We as a nation have a choice to make: either revitalize the American promise by giving all citizens a chance to prosper, or be consumed by a profound lack of trust in a representative government and the near-certain breakdown of civil society.
Please join the conversation with Nobel Laureate economist, and Columbia University Professor Joseph Stiglitz as he considers what the new decade might bring. He will describe the roots of inequality and its destabilizing effect on civil society, talk about whether we should expect catastrophic events like the current unrest to become the norm, and look at how the government could play an important role in giving all citizens a fair chance in their pursuit of happiness and wellbeing.
Professor Stiglitz will be interviewed by Tom Edsall, Adj. Professor of Columbia Journalism School, followed by Q&A.
Cosponsored by:
MIT Club of Washington DC
Joseph E. Stiglitz is an American economist and a professor at Columbia University. He is also the co-chair of the High-Level Expert Group on the Measurement of Economic Performance and Social Progress at the OECD, and the Chief Economist of the Roosevelt Institute.

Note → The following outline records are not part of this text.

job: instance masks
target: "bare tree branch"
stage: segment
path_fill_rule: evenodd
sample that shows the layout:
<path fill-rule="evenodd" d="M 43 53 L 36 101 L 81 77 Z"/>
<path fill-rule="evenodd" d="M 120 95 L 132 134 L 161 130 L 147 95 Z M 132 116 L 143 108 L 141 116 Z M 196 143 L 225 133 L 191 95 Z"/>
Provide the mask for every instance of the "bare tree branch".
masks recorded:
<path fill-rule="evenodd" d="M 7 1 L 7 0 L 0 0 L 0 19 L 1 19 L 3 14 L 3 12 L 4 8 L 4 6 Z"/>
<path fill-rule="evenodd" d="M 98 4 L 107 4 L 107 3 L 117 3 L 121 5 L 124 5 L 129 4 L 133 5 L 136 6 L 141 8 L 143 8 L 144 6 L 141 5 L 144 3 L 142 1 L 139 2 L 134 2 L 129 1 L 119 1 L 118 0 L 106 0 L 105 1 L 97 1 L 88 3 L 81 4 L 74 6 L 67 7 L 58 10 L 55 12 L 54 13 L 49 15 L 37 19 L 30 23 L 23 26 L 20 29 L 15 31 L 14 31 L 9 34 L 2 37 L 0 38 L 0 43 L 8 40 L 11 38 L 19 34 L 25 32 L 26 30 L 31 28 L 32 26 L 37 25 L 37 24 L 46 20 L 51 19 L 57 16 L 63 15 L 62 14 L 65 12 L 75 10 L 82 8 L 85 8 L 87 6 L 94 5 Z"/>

A recipient of the Nobel Memorial Prize in Economic Sciences (2001) and the John Bates Clark Medal (1979), he is a former senior vice president and chief economist of the World Bank and a former member and chairman of the (US president's) Council of Economic Advisers. In 2000, Stiglitz founded the Initiative for Policy Dialogue, a think tank on international development based at Columbia University. He has been a member of the Columbia faculty since 2001 and received that university's highest academic rank (university professor) in 2003. In 2011 Stiglitz was named by Time magazine as one of the 100 most influential people in the world. Known for his pioneering work on asymmetric information, Stiglitz's work focuses on income distribution, risk, corporate governance, public policy, macroeconomics and globalization. He is the author of numerous books, and several bestsellers. His most recent titles are People, Power, and Profits, Rewriting the Rules of the European Economy, Globalization and Its Discontents Revisited, The Euro and Rewriting the Rules of the American Economy.
Stiglitz graduated from Amherst College, received his PhD from MIT in 1967, and became a full professor at Yale in 1970. Before Columbia University, he has taught at Princeton, Stanford, MIT, and was the Drummond Professor and a fellow of All Souls College, Oxford.
Thomas B. Edsall joined the full-time faculty at Columbia Journalism School after a twenty-five year career at The Washington Post. During that time, he covered all aspects of national politics, including presidential elections, the House and Senate, lobbying, tax policy, demographic trends, social welfare, the politics of race and ethnicity, and organized labor. Since 2011 Edsall has been writing a weekly online opinion column for The New York Times, and his column on strategic and demographic trends in American politics appears every Wednesday. Edsall is also a correspondent for The New Republic and has reported on politics for The Baltimore Sun and The Providence Journal. He has frequently contributed TV and radio commentary to CNN, CSPAN, MSNBC, PBS, FOX, and NPR.
Edsall is the author of five books: "The Age of Austerity" (2012); "Building Red America" (2006); "Chain Reaction: The Impact of Race, Rights, and Taxes on American Politics" (1992, a Pulitzer finalist in General Non-Fiction); "Power and Money: Writing About Politics" (1988); and "The New Politics of Inequality" (1984). He has written extensively for magazines, with articles appearing in American Prospect, The Atlantic Monthly, Civilization, Dissent, Harper's, The Nation, The New Republic, The New York Review of Books, and the Washington Monthly. Awards include the Carey McWilliams Award of the American Political Science Association, the Bill Pryor Award of the Newspaper Guild, a yearlong fellowship at the Woodrow Wilson International Center for Scholars, and five Media Fellowships at the Hoover Institution at Stanford University. Edsall attended Brown University and received a B.A. from Boston University.